TERRA apresenta no ISA primeiro forno de biochar da Europa dedicado ao processamento de Rugulopteryx okamurae

Investigadores do Laboratório Associado TERRA, através das suas unidades de investigação LEAF – Linking Landscape, Environment, Agriculture and Food e Centro de Estudos Florestais (CEF), apresentaram no Instituto Superior de Agronomia (ISA) um forno de biochar dedicado ao processamento da alga invasora Rugulopteryx okamurae. A demonstração decorreu durante uma visita de trabalho na sexta‑feira, 8 de maio, que reuniu representantes dos municípios de Cascais, Sintra, Olhão, Faro e Portimão.
A proliferação da Rugulopteryx okamurae tem provocado impactos ambientais, económicos e sociais significativos no litoral português — desde a perda de biodiversidade marinha à acumulação de grandes volumes de biomassa nas praias, com maus odores, impacto no turismo e constrangimentos para atividades como a pesca, o mergulho ou o surf.
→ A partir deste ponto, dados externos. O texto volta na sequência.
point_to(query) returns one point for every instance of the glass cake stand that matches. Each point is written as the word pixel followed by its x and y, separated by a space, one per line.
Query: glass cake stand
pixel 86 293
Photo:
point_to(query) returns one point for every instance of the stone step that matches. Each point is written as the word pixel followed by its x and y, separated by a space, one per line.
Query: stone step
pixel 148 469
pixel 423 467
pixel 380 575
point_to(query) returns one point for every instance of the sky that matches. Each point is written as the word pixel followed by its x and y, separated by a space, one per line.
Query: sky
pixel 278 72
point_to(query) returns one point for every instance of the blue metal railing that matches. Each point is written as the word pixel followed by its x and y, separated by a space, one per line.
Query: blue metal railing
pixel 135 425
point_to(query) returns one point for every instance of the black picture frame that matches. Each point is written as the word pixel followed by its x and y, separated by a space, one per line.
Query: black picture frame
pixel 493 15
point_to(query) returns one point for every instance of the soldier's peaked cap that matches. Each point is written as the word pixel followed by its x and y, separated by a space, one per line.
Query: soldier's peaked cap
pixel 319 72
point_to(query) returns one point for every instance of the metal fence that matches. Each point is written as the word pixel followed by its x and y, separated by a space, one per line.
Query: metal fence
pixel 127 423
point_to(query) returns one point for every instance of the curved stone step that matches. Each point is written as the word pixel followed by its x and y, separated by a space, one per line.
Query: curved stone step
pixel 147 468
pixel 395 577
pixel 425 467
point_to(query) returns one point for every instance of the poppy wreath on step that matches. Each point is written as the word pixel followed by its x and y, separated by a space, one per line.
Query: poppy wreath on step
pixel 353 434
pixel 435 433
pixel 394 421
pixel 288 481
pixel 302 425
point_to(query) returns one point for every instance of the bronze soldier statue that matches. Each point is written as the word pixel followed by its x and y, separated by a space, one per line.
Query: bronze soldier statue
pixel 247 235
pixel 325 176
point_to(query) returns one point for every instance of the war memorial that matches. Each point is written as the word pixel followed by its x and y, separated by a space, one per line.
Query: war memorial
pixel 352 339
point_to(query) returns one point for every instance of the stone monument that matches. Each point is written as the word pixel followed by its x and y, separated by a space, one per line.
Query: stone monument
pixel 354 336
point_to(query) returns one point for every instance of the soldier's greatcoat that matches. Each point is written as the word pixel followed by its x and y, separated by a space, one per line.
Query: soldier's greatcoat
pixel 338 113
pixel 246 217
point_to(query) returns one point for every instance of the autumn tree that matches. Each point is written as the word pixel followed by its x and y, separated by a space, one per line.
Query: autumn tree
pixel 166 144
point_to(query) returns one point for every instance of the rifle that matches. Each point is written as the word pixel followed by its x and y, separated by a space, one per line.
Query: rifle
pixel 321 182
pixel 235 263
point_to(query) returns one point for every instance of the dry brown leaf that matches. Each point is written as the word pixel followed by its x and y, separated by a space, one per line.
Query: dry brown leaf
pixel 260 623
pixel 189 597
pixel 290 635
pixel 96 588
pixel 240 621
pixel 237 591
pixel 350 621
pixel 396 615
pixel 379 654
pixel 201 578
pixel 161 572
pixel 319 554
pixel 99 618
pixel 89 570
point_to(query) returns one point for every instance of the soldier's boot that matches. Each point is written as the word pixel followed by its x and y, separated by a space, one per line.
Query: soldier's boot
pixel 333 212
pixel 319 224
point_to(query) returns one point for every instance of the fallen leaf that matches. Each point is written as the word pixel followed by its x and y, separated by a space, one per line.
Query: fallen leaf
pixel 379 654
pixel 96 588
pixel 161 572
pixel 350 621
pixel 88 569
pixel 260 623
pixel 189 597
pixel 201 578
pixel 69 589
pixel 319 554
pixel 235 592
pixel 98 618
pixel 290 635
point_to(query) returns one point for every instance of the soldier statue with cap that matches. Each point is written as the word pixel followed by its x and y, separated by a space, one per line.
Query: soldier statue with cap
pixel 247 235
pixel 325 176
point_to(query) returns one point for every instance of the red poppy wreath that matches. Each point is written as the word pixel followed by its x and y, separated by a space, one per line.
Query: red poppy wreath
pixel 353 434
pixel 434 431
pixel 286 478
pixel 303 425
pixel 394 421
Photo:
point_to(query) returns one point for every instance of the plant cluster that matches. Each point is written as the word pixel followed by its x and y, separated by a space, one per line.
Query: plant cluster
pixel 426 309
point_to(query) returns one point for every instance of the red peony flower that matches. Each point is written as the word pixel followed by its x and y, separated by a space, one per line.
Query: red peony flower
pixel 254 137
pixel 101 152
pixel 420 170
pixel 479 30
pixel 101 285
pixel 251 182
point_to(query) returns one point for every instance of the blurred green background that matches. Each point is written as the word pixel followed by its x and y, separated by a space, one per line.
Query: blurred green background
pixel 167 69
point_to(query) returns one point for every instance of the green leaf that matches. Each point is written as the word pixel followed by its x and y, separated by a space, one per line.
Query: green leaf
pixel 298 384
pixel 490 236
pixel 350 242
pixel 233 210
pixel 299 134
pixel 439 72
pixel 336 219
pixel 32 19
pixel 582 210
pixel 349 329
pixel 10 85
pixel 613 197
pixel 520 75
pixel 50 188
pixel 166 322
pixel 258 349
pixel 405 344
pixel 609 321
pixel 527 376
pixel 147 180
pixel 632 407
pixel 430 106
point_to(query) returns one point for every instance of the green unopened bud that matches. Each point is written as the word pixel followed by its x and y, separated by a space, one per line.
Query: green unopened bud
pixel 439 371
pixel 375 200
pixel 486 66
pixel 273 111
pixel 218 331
O forno de biochar apresentado foi concebido para responder aos desafios colocados pela Rugulopteryx okamurae — o primeiro deste tipo instalado na Europa —, cuja elevada concentração de enxofre e cloro inviabiliza o uso de equipamentos metálicos devido à corrosão. Construído em alvenaria e com um volume interno de 1 m³, o sistema permite uma carbonização de baixo custo e elevada eficiência. O processo ocorre a temperaturas até aos 400ºC, funciona com alimentação a madeira e decorre ao longo de 1,5 a 2 dias, seguido de um período de arrefecimento hermético de cerca de 48 horas para evitar a entrada de oxigénio. O objetivo é produzir um biochar com características específicas, rico em microconstituintes benéficos para os solos e para as plantas. Em testes anteriores com biomassa de madeira, o sistema apresentou um rendimento de 33% na produção de biochar, demonstrando o seu potencial para a valorização sustentável da alga invasora.
Para Duarte Neiva, investigador do CEF/TERRA e supervisor científico do projeto, o forno representa uma solução inovadora para um desafio técnico complexo:
“É um sistema aparentemente rudimentar, mas não de baixa tecnologia estando altamente otimizado para lidar com biomassas cuja composição é potencialmente corrosiva."
Ciência aplicada ao serviço do território
Desde junho de 2024, o Instituto Superior de Agronomia, a Câmara Municipal de Cascais e a startup OffKelp mantêm uma parceria para analisar a viabilidade de transformar esta alga invasora em produtos de valor acrescentado, como biofertilizantes. A iniciativa integra‑se na Estratégia Nacional para a Gestão da Macroalga Invasora Rugulopteryx okamurae, que mobiliza entidades públicas, académicas e empresariais para enfrentar os impactos ambientais e operacionais causados pela proliferação da espécie no litoral português.
A visita de dia 8 de maio contou com a presença da Presidente do Conselho de Coordenadores do TERRA, Teresa Ferreira, do diretor executivo do TERRA, Paulo Branco, da investigadora do LEAF, Isabel Sousa, do CEO da OffKelp, Pedro Melo, do engenheiro Carlos de Sousa, dos responsáveis científicos do projeto — o doutorando Pedro Coelho e os seus supervisores Duarte Neiva (CEF) e Rita Fragoso (LEAF) — bem como de representantes das Câmaras Municipais de Cascais, Sintra, Olhão, Faro e Portimão.
Para Paulo Branco, diretor executivo do TERRA, este projeto demonstra o papel central da investigação científica na resposta aos desafios ambientais do país:
“O TERRA existe para responder aos desafios reais do território, e é isso que continuamos a fazer. Esta colaboração com as autarquias e com os nossos parceiros científicos e empresariais demonstra que a ciência aplicada pode — e deve — estar ao serviço das comunidades e do poder local.”